Living standards in Bulgaria are the lowest in Europe. Not that this fact is anything new to the powers that be or to the public, to the trade unions or to political parties. Depending on the ideologies and economic beliefs favoured, the politicians that have been at the helm these past 30 years have tried, with varying degrees of success, to take steps to raise the incomes of Bulgarians and improve their quality of life. Some upheld the neoliberal thesis that each shall receive what they have earned. Others, mostly from the left wing, harped on the need to help more people by giving them more public funds and assistance.
Recent years saw two governments with Prime Minister Boyko Borissov, leader of the right-of-centre GERB party. The economic and financial policy of these two governments left no room for doubt that he is a proponent of the purest forms of market relations on the labour market – i.e. less state interference in the social sphere. Yet, several expensive projects have taken centre stage – projects for building motorways, roads, gas pipelines and gas connections, all kinds of infrastructure projects that sucked up the bulk of state financing. The socially disadvantaged, the poor, the sick and the elderly will have nothing good to say of their living standards during the years of the two Boyko Borissov cabinets.

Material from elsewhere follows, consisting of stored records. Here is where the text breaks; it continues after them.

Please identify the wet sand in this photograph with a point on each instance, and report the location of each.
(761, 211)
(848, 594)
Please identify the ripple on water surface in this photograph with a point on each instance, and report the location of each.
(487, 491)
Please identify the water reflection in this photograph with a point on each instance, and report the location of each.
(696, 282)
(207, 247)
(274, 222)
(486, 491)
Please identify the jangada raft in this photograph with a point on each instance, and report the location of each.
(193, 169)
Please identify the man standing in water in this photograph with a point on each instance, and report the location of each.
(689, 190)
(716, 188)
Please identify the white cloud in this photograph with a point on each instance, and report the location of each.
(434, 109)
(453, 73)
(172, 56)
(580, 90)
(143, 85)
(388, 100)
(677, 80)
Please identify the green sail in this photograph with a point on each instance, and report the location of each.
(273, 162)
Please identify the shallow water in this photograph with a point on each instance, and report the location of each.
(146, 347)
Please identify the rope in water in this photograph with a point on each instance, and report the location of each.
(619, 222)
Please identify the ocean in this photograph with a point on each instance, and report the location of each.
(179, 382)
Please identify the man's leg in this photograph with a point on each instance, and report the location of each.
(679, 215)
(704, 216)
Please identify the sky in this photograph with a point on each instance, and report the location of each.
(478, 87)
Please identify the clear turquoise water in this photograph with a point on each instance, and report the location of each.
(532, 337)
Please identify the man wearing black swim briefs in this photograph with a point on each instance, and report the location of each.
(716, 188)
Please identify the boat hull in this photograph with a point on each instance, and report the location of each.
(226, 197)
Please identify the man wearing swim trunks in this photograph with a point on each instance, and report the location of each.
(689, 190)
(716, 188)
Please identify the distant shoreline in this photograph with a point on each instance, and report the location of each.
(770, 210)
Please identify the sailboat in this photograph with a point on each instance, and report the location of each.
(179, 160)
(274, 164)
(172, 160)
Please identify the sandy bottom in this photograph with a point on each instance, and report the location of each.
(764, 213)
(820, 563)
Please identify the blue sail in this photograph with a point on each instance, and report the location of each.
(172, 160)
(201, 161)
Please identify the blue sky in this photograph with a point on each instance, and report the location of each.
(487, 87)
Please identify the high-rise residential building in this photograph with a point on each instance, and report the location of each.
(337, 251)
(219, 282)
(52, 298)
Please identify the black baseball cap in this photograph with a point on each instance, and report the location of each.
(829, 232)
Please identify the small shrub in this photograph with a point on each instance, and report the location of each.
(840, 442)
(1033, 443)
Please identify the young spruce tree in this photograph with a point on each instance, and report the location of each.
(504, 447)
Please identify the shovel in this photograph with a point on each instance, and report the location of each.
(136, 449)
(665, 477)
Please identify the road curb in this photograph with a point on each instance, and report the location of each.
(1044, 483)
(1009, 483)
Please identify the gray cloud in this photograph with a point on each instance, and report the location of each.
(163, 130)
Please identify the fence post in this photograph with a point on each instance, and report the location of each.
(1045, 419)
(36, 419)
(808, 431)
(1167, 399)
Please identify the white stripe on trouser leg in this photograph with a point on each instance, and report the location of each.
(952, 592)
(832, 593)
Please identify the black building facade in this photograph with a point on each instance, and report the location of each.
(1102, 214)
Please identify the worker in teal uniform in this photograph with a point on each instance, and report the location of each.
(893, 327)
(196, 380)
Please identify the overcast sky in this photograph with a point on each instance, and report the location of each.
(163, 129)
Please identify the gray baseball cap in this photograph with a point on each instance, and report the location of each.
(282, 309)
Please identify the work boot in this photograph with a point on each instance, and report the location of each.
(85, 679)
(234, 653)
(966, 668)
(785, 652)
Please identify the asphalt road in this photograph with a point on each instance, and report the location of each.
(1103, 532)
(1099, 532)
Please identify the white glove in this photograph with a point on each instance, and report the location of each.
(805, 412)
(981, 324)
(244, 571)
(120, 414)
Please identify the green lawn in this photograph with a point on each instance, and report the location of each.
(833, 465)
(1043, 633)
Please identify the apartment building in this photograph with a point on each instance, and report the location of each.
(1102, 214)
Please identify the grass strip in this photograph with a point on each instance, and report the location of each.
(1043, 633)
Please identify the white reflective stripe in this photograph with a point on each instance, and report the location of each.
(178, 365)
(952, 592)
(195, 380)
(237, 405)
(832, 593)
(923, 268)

But the fact that most Bulgarians have been growing poorer and poorer ultimately affected the results of the November presidential elections in the country, when to the surprise of the administration, sociologists and political analysts alike, victory went to socialist-supported Rumen Radev. This energized the socialist party and inflated its ambitions for the upcoming early parliamentary elections. On the other hand it was an indication that whatever the benefits of Borissov’s infrastructure projects, Bulgarians “do not eat asphalt” as his critics have been saying.
The campaign for the parliamentary elections in the country has not officially been kickstarted. Yet both leading parties – the Bulgarian Socialist Party (BSP) and GERB – have already served voters their election programmes – economic and social – and there doesn’t seem to be much of a different between the two. If one takes the time to read them, one would think that the hardships of the poverty-stricken Bulgarians are almost over and that soon, there will be money raining from the sky that will significantly boost pensions and salaries in the public sector, compensations and assistance for the most vulnerable.
The fundamental contradiction that lies behind this ostensible consensus by the political rivals is whether to spend the enormous reserves accumulated by the state and the constant budget surplus on the people or the asphalt, figuratively speaking. The trade unions are adamant they want the money to go to the households, employers are firmly against pouring public funds into the construction of gargantuan infrastructure projects.
What the outcome of the early elections in March will be, nobody would venture to predict because surveys show a margin-of-error difference between the BSP and GERB. One thing is clear, however – a left-wing tide has been rising that is more socially oriented, more sensitive of the problems of the man in the street. Unfortunately, this is not the first time we have seen this happen, and when the socialists took power on the crest of such a tidal wave the last time, they made a colossal botch up. Far from contributing anything to easing social inequality, they actually made the rich richer and the poor – poorer, as many analysts say.